2008-08-14Dog hero
By Stephanie Parker

A dog doesn’t have to be Lassie to be a hero, nor does the dog have to be any certain size - including big.
Cedar Creek Nursing facility patient Evelyn Wilkirson of Uvalde, had taken her walker and a water hose approximately six acres into the eight-acre tract she owns in Uvalde to water an apple tree. “Once,” she said sadly of the property she has owned for 20 years, “We had 200 fruit trees. We never sold the fruit. Just gave it away. And I did a lot of canning. Now we’re down to about 20 trees including an orange tree that gave five bushels last year.”
From the couch at the Cedar Creek facility, Wilkirson sighed and shook her head. “I don’t suppose it will be that much this year now.” Then she brightened visibly, adding, “But my son-in-law will help water while I’m here.”
What put Wilkirson into the nursing home was a fall. What got her out of the more than three-hour ordeal following the fall was her little Chihuahua, “Sally.”
“When I reached over to pick up the hose,” Wilkirson explained, “I lost my balance and fell. I couldn’t get back up. For three hours I tried and tried, but I just couldn’t get up. Sally never left my side. She stayed right there with me.
“Then it began to get dark. Sally knew that I had been there long enough and that I needed help. She ran to our closest next-door neighbor and started barking at his door. She just barked and barked. He knew that wasn’t like her. She had never done that before. So he followed Sally over to my house. When he couldn’t find me around the house, he called my daughter and son-in-law.”

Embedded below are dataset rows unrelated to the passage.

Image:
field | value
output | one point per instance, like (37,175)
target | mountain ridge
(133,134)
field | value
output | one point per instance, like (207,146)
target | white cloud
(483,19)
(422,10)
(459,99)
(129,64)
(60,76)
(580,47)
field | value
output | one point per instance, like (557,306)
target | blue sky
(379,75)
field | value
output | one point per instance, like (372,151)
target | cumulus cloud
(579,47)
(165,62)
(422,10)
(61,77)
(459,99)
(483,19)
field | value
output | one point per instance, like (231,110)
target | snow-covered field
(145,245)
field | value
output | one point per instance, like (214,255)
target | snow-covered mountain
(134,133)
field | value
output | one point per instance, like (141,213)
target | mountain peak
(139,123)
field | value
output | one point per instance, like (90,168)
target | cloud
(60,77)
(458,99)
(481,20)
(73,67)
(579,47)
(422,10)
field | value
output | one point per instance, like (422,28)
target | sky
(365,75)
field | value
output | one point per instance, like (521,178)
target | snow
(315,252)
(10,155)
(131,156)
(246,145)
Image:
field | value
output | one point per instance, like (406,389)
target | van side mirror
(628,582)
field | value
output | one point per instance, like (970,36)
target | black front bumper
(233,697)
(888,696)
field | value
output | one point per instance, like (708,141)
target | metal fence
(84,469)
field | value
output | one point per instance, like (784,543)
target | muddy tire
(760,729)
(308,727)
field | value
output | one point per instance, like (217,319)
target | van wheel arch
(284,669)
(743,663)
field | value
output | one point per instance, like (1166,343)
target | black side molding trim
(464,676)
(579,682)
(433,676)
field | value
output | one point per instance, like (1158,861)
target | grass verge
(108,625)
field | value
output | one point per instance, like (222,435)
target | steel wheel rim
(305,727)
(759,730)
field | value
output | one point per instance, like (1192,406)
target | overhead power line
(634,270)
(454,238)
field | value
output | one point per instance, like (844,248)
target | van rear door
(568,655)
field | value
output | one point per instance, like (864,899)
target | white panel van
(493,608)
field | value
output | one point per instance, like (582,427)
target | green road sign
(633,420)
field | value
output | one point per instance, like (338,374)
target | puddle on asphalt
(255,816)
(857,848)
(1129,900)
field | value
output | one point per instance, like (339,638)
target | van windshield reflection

James and Sandra Perez live a little less than a mile away and arrived immediately. Sally led them to Wilkirson. James brought a wheelchair and helped his mother-in-law into it, then he and Sandra settled her comfortably in bed.
“I wasn’t hurt,” Wilkirson explained. “I was just so tired. I was trembling all over from muscle exertion. I spent more than three hours trying to get back up. I tried again and again and again.”
Even as Wilkirson’s scraped and bruised knees heal and evidence of her fall fades away, one memory remains indelible - Sally’s role in her rescue. “I’ve had Sally for six years. She was a gift from my daughter. My daughter is taking care of her for me while I’m here.”
Wilkirson would not exchange her unlikely doggie hero, Sally, for all the “Lassies” in the world.